Cindy Hess ascribes her son’s willingness to go into the trench to his strong work ethic and his love for the job. They were behind schedule on this project and he was proud that the company counted on him to do the hard jobs. And he was young and full of life and invincible.

After Hess’s death, Daniel Wood, JK Excavating safety specialist, stated that “On behalf of JK Excavating, on Thursday December 28 we did not just lose an employee in this tragic incident, we lost a family member!”

Well, maybe. But that’s not the way anyone would treat their family members.  You don’t put them in dangerous situations. You don’t send them to their death.  You take responsibility for safety on the job. You train your employees about the hazards.  You learn from previous OSHA citations. You make sure the workplace is safe. Period.

And if anyone is inclined to jump on down into a 25 foot-deep trench because the job is behind schedule and he wants to impress the boss or help the company or show how tough he is, you stop him. Just as if it was your own kid.

Because you’re family, right?

6 thoughts on “Trench Deaths: You Don’t Send Your Family To Die”
  1. Well written and I agree with your concluding paragraph– I know that my son was not adequately trained to recognize the dangers involved with this extremely difficult excavation.
    His death will not be a statistic, I can not bring him back but I will help educate others…
    I cry everytime I go by a job site and see the neon shirts of workers, it is something I will have to live with the rest of my life, the loss and tragedy of a preventable death.

    1. Thanks Cindy.
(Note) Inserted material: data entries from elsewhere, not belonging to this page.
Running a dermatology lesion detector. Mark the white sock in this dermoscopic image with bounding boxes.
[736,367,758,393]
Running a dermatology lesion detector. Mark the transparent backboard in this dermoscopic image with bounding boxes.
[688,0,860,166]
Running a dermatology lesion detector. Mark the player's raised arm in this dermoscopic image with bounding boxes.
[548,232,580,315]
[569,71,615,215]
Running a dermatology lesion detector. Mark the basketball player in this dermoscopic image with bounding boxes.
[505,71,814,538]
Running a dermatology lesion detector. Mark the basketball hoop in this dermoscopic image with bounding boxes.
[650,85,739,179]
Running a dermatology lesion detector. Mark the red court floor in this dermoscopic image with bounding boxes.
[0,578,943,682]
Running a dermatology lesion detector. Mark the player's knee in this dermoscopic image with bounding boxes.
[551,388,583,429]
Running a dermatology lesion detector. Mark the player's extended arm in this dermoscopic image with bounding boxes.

And thanks for all the great work you’re doing. I listened to both of your presentations from beginning to end and they made me cry and made me sick. I can’t imagine your pain, but your work will definitely save lives. And that’s something.

      1. Thank you…I feel so powerless, only thing I can do proactively for him, but appreciate your article and l like your writing style, last sentence was extremely powerful.
        Thanks again…

  2. Jordan, you perform much needed exposition of these companies that
    are permitted to cause the deaths of our youths.
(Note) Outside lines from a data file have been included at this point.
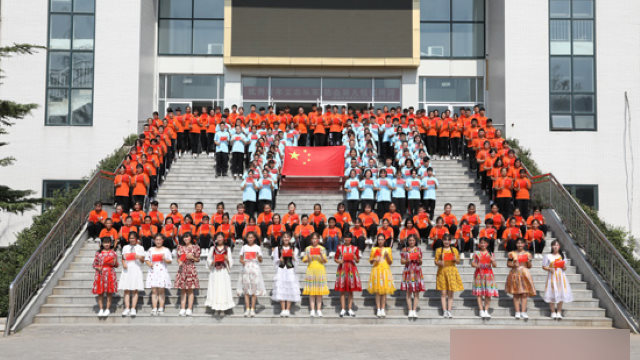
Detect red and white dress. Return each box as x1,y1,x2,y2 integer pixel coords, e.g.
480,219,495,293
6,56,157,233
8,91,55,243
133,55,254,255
174,245,200,290
92,250,118,295
335,245,362,292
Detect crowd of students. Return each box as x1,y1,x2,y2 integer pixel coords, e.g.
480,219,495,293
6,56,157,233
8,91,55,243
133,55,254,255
88,106,570,318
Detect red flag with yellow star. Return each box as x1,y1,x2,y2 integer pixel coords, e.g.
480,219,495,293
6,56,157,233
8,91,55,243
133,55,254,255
282,146,346,177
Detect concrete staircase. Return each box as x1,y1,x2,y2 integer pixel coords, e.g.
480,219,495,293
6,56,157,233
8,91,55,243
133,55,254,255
28,157,612,327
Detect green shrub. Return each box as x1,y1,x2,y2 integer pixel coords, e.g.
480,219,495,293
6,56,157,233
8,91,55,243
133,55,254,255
0,135,136,316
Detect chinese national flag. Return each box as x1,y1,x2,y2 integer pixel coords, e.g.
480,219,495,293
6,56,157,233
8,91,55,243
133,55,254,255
282,146,346,177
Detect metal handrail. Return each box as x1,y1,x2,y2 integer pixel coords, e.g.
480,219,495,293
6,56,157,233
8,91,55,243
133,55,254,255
4,150,124,336
532,174,640,329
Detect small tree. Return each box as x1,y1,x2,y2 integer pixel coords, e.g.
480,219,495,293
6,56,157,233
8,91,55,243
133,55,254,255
0,44,42,213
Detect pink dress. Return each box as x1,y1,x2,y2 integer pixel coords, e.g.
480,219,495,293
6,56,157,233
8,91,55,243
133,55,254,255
174,245,200,290
92,250,118,295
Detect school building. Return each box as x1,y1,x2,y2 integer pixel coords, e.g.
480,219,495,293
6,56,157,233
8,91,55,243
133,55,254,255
0,0,640,246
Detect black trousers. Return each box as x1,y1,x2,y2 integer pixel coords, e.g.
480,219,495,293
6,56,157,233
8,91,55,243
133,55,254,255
231,152,244,175
206,133,216,155
216,151,229,176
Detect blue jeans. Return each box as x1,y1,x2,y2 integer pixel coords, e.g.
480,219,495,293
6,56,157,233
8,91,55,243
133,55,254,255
326,236,340,253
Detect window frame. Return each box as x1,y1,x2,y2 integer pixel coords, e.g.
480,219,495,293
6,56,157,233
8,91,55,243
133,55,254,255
562,184,600,211
156,0,225,57
420,0,487,60
547,0,598,131
44,0,96,127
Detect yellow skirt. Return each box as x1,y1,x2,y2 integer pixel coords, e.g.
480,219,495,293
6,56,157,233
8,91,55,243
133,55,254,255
367,263,396,295
436,266,464,291
302,260,329,295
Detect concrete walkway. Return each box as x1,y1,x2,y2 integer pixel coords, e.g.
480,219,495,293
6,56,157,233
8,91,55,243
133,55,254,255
0,325,640,360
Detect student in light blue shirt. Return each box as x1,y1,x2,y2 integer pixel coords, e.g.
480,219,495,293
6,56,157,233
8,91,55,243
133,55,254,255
213,122,231,177
375,171,393,218
344,169,360,219
422,167,439,219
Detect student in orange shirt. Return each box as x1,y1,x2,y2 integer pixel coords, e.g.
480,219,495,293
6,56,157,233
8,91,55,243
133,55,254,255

  3. So, how do we reconcile the paradox of he did know it was dangerous and yet he still did it?

    I see it in a similar vein as all unacceptable conditions in life: we (often) know something is wrong and yet we do it or allow someone else to do it. Then, when an undesirable consequence happens, we shift blame to others, discounting our own involvement.

    I’m not immune to it, just last weekend, I allowed a coach of 7th graders to taunt players on the other team, when instead of being amused, I should I stepped up and stopped it, right there, right then. I failed the kids and myself. The coach will likely repeat the incident, just as the trench incidents will likely repeat until everyone involved owns up and stops the dangerous behavior.
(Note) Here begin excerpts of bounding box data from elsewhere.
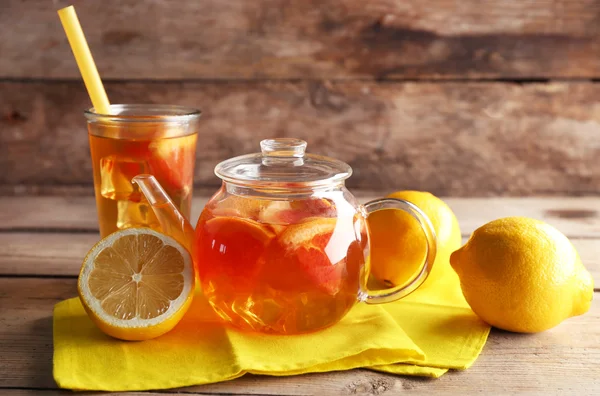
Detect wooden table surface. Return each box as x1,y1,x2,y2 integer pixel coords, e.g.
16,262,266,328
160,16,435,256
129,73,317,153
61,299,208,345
0,196,600,396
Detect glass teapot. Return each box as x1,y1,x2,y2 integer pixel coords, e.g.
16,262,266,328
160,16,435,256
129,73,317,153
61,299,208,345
133,138,436,334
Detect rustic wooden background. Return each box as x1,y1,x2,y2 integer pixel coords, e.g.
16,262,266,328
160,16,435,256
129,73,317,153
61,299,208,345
0,0,600,196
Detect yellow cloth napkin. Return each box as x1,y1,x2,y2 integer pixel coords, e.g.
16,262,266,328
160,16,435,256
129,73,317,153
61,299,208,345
54,262,489,391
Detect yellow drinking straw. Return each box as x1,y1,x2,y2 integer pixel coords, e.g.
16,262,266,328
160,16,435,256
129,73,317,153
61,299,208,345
58,6,110,114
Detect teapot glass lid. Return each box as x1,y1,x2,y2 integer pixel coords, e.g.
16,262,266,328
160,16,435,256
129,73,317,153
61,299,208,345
215,138,352,188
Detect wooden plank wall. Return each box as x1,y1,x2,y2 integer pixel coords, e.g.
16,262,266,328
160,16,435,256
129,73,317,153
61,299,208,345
0,0,600,196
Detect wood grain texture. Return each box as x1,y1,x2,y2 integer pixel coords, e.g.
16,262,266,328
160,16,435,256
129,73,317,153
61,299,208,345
0,196,600,238
0,0,600,79
0,81,600,196
0,278,600,395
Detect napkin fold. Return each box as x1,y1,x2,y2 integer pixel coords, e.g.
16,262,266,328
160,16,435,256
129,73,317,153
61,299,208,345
54,260,490,391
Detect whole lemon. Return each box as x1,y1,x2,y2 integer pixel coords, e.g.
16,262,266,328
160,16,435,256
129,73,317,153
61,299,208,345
450,217,594,333
367,191,461,287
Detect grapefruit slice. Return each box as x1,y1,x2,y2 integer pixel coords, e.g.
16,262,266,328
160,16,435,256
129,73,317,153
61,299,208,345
278,218,347,295
77,228,195,340
196,217,275,288
148,134,197,193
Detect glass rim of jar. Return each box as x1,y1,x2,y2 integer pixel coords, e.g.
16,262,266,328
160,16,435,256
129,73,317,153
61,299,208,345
83,104,202,124
219,176,348,197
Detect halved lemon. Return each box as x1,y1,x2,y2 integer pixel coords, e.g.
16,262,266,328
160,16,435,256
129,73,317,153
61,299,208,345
77,228,195,340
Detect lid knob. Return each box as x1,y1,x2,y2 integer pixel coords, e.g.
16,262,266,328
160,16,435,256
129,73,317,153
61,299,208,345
260,138,306,158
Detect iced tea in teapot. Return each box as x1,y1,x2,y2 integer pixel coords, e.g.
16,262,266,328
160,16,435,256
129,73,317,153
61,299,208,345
194,189,367,334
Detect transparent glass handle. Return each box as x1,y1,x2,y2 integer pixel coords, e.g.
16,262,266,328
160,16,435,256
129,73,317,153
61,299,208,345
362,198,437,304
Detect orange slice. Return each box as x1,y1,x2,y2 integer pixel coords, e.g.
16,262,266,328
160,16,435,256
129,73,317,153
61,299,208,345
148,134,197,193
77,228,195,340
278,218,348,295
210,195,269,219
196,217,275,288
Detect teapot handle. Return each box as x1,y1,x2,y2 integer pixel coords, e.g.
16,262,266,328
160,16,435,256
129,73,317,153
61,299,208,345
361,198,437,304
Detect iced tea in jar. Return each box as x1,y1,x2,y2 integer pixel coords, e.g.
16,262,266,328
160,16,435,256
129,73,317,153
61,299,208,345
85,105,200,237
193,139,436,334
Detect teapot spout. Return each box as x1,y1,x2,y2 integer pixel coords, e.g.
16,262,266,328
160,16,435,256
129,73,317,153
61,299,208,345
131,174,194,253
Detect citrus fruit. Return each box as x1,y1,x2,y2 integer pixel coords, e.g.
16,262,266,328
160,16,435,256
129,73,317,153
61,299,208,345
278,218,354,295
367,191,461,287
210,195,270,219
77,228,195,340
194,217,275,288
450,217,594,333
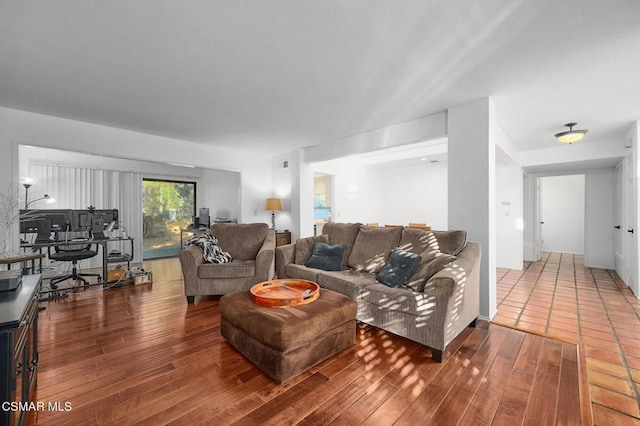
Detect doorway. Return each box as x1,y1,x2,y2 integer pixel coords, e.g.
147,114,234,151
142,179,196,260
313,173,333,235
538,174,586,254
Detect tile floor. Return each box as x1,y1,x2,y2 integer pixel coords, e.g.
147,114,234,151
492,253,640,425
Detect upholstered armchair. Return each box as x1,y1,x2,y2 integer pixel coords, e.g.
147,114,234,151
178,223,276,303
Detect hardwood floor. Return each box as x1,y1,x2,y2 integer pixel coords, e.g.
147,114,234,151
493,253,640,425
29,259,591,426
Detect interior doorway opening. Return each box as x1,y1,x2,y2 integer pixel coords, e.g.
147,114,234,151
537,174,586,258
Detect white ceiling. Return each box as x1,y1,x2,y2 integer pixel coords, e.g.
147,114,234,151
0,0,640,153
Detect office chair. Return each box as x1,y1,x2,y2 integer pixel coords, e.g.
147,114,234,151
48,232,100,290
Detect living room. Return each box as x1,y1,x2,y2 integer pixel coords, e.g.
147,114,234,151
0,1,640,426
    BTW, education is laudable, but not the answer. Everyone there knew it was dangerous and yet it happened.

  4. I was not a witness to the incident and obviously neither one was Jordan. I have no idea if my son or his co-worker who was the alleged competent person on job whose sole responsibility is to keep the man safe in the hole by accurately assessing soil conditions and hazards. My son was not adequately trained that part is not a guess his state of mind of completing the dig is an opinion and here-say
    The answer is education as well as greater fines from both a federal level from OSHA and criminal prosecution from a local/state level.
    All behavior is reinforced be either positive or negative reinforcement I think Jordan’s point is that excavation workers may intellectually know it is dangerous but not really appreciate the danger.
    Greater oversight and penalties
    And lastly you NEVER blame the victim.